兩人一個躺著,一個靠著床,一時都沒有說話。
謝停杯先看見她肩上的傷,又看見她手腕、腰間和背後露出來的布條。
他嘴角原本還有一點笑,慢慢消失了:「是我來晚了。」
蘇絳淡淡道:「你一直都來得晚。」
謝停杯苦笑一聲。
「我也不想。」
「那你倒是來早一次。」
「下次一定。」
謝停杯緩了緩,問道:「傷你的人呢?」
「死了。」
「你殺的?」
蘇絳的目光越過他,看向門外的陳阿牛和秦小樓:「我們一起殺的。」
謝停杯順著她的視線望去。
秦小樓身上有傷,陳阿牛臉上也帶著青腫。
幾個人都站在這裡,追兵卻已經死了。
他點了點頭:「辛苦了。

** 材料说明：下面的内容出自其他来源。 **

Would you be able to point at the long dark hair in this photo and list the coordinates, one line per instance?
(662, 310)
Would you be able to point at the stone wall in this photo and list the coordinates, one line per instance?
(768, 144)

」
蘇絳閉上眼睛:「少說這些沒用的。」
她剛醒不久,沒力氣說太多話。
謝停杯也傷得很重,兩人只說了幾句,替蘇絳治傷的婦人便開始趕人。
「都出去,傷成這樣,還圍在這裡說話,是嫌命長?」
謝停杯連門板一起被抬到隔壁一間空屋。
村民替他重新檢查了傷勢,周小滿此前處理得還算妥當,傷口沒有完全裂開,只是一路顛簸,又有些發熱,婦人留下幾包藥,說要等晚上熬好,再替他換一次傷藥。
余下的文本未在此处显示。